《For Professional/Commercial Use》Limited Release of Deep Learning Framework, SmallTrain 0.1.2

AI open source project that ensures professional usability

Geek Guild Co., Ltd. starts an open source project of “SmallTrain”, which pursues high accuracy and high functionality, with a function as a wrapper for TensorFlow and PyTorch and as a library that provides original algorithms.
It starts on Wednesday, April 15, 2020.
First of all, it is open to registered users only, and the trained model built with SmallTrain 0.1.2 is used commercially.
Registered users are able to experience how easy it is to build a high-accuracy, trained model that can withstand commercial use, and contribute (contribute) to improving the source code.

See SmallTrain site for more imformation.

Artificial General Intelligence Open Source Goal

In the context of the third AI boom that began with deep learning, many companies are developing their own AI. However, each type of AI is classified as a “Narrow AI” and is only active in the industry for limited uses.

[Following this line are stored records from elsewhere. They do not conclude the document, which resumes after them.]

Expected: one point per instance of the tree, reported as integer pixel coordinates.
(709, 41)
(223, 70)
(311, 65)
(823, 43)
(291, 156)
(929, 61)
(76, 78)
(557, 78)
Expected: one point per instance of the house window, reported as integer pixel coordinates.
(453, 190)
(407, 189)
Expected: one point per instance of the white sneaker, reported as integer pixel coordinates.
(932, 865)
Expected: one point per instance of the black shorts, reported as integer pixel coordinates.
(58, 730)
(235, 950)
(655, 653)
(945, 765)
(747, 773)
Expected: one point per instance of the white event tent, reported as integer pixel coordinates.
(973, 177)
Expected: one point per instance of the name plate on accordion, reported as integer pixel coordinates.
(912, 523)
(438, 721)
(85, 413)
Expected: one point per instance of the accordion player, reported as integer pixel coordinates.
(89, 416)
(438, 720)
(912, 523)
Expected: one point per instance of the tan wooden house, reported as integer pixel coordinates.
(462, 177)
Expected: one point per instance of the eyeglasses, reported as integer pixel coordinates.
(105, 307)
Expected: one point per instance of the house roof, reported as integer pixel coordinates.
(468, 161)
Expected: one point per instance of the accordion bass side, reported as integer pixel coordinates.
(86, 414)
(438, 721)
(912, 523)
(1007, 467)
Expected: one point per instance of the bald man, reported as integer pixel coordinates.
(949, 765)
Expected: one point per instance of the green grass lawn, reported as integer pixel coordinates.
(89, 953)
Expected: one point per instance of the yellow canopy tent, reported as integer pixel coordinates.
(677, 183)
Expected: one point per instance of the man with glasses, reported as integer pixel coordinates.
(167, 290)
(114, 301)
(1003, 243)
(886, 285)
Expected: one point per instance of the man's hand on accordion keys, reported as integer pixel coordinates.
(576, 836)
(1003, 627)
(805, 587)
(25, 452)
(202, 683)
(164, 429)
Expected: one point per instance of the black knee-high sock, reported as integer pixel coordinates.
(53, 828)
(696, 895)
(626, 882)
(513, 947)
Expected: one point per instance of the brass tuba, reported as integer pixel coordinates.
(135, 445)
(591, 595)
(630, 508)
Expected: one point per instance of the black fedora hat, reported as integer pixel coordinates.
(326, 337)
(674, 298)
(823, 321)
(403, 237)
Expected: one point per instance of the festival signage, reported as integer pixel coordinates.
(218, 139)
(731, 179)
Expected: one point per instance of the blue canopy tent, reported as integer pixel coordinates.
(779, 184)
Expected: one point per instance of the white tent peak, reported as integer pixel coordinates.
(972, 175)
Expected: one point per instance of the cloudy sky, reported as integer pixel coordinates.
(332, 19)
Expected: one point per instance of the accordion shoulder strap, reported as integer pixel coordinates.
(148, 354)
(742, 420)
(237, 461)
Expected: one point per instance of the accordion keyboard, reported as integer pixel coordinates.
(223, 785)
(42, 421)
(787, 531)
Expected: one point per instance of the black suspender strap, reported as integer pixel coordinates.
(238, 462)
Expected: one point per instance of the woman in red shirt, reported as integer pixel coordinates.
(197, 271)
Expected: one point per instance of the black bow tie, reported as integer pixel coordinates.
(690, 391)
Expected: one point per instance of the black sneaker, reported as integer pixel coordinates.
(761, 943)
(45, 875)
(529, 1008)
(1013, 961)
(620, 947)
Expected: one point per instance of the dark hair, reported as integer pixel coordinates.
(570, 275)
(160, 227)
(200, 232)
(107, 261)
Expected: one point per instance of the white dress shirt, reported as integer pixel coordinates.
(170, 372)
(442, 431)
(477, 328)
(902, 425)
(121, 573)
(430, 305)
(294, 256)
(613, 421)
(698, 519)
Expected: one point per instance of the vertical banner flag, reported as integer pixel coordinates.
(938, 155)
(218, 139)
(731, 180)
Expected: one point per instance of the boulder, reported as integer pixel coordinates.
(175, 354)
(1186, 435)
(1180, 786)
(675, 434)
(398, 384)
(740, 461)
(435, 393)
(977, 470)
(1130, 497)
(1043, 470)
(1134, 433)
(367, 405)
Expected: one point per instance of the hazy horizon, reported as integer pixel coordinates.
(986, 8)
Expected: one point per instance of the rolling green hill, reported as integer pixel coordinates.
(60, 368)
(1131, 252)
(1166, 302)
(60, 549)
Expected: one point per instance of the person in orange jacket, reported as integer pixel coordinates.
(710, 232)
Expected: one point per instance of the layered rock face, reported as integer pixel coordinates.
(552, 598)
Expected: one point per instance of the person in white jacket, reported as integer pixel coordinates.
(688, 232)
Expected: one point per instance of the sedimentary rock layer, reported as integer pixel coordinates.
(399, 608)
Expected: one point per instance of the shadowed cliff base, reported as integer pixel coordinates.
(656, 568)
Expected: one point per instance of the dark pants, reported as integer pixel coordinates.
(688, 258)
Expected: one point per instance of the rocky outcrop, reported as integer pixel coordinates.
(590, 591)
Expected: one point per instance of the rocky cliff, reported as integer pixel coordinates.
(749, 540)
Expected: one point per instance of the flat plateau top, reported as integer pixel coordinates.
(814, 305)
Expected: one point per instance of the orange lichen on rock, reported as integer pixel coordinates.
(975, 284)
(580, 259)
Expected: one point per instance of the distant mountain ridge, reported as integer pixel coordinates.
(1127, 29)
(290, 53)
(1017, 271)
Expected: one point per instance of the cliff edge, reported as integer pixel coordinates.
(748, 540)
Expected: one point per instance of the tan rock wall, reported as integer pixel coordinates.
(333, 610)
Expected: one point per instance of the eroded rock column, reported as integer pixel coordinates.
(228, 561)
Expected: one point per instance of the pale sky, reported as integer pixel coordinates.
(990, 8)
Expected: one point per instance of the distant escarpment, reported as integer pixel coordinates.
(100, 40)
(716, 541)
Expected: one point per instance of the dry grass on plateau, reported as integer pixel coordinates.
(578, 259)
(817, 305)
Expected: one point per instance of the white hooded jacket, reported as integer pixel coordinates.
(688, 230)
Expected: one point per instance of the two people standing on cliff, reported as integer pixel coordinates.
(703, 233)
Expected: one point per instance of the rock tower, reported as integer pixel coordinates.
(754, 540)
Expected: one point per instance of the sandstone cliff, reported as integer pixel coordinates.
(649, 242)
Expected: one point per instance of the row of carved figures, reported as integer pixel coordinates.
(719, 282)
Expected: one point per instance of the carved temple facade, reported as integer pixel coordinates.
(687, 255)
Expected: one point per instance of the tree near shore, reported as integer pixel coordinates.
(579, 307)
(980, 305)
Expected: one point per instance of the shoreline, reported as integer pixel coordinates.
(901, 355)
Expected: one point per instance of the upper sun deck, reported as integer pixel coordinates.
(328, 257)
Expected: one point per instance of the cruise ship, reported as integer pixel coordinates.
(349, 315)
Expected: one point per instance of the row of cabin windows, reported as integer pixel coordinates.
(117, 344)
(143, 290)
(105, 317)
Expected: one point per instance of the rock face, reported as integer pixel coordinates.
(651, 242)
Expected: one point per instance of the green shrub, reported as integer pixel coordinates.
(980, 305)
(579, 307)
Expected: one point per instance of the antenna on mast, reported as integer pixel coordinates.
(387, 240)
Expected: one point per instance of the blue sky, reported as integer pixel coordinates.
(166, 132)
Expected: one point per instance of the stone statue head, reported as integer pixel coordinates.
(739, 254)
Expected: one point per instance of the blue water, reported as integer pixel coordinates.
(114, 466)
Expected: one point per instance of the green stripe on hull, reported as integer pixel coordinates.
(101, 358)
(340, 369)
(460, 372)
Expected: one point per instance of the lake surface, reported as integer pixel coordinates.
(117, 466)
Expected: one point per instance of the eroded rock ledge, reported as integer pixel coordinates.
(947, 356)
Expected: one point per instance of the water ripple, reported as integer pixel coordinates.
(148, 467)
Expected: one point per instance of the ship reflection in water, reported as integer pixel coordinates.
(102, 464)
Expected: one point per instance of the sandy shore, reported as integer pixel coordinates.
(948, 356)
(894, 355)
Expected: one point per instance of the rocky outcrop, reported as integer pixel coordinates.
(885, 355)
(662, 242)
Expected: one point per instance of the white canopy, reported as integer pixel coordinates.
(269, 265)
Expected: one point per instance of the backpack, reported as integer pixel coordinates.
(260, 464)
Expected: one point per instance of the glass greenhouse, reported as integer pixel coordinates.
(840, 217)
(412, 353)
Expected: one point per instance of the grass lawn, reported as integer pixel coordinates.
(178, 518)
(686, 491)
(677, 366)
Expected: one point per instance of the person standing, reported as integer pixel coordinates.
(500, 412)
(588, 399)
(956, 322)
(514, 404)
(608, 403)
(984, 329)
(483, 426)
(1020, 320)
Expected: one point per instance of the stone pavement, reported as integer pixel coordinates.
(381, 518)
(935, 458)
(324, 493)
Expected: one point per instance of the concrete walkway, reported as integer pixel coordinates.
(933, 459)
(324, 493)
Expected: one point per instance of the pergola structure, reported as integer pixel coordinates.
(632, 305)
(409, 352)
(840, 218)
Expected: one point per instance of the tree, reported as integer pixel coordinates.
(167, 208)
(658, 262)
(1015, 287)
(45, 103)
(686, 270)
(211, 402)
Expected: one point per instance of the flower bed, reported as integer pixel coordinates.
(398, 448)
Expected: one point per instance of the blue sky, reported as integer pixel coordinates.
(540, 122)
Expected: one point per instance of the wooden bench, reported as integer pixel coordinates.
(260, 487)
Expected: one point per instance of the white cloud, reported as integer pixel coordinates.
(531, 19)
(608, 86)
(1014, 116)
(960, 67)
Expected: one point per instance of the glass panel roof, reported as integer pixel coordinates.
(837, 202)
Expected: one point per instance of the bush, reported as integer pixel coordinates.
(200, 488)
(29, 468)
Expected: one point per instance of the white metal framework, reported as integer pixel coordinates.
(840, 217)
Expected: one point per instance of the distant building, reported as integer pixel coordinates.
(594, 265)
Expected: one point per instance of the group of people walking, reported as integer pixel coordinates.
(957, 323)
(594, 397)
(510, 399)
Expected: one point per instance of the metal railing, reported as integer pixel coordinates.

We are convinced that AI technology is a fundamental technology for machines to help humanity and build symbiotic spheres.
As a platform for that, we propose “Harmonic AI”. Let’s help each other with their own small data, aiming for a better society, by integrating the AI that they have independently developed and forming a general-purpose AI!

Three Advantages of SmallTrain

1.Free and easy creation of commercially available AI models equipped with cutting-edge AI algorithms 2.Use as a trained model that supports small data can significantly reduce man-hours 3.As a wrapper* for both TensorFlow and PyTorch, a library function to provide unique algorithms will be installed

What is a wrapper? …wrapping a library such as TensorFlow or PyTorch, and users can access the library via the wrapper so that even if the library is replaced or the interface of the library is changed, the changes are stopped only inside the wrapper and the effect of the change are stopped.

SmallTrain Open Source Project Contributor

1.Environment where you can work remotely (using version control system GitLab) 2.OSS project contributing experience 3.AI model development experience

Background of the SmallTrain Open Source Project

AI development is difficult due to the need for data science background and advanced programming skills.
In addition, there are methods that can be used to build AI using open source libraries, etc., but it is hard to say that quality can withstand service operation.
Therefore, Geek Guild released the source code of the AI ​​model developed in-house and started a project for public use for service development.

How to Use SmallTrain

This version introduces how to create an image recognition model as an introduction.
It can be used for a wide range of AI services such as time-series data prediction and voice recognition,
and also it can be used as a wrapper for libraries, TensorFlow, and PyTorch.

See for more information.

1. A Library of Deep Learning models, and a wrapper

There are three main ways to create AI models:

  • Understand algorithms and mathematics and build your own model
  • Algorithms and mathematical functions are self-made using calculation libraries such as TensorFlow
  • Easily create models using wrappers to call calculation libraries (most man-hours can be reduced)

SmallTrain aims to be a wrapper equivalent to Keras.

  • The difference from Keras
    Keras is suitable for PoC, SmallTrain is for both PoC and commercial use.
  • The similarity to Keras
    It is easy to use for beginners.

2. Wrapping TensorFlow mathematical functions

3. You can call mathematical functions of both PyTorch and TensorFlow.

4. You can also call SmallTrain’s own calculation library.
We read the state-of-the-art papers and implement the cutting edge of algorithms.

5. AI model of SmallTrain
Using TensorFlow, PyTorch, and unique mathematical functions, we have built a deep neural network* with more than 60 layers.

* It is a deep neural network that holds Pyramid Network and can produce highly accurate results, and also it incorporates CNN and other techniques.

6. Trained model
SmallTrain has been learned.
It is highly versatile and supports all kinds of data, and learns with various data such as image data and time series data.

7. Providing your own trained model
By inputting user’s data, you can easily build your own trained model. Getting Started describes how to recognize images as an introduction. It supports various data.

  • SmallTrain and Geek Guild are trademarks of Geek Guild Co., Ltd.
  • TensorFlow is a trademark or registered trademark of Google LLC.
  • All other trademarks are property of their respective owners.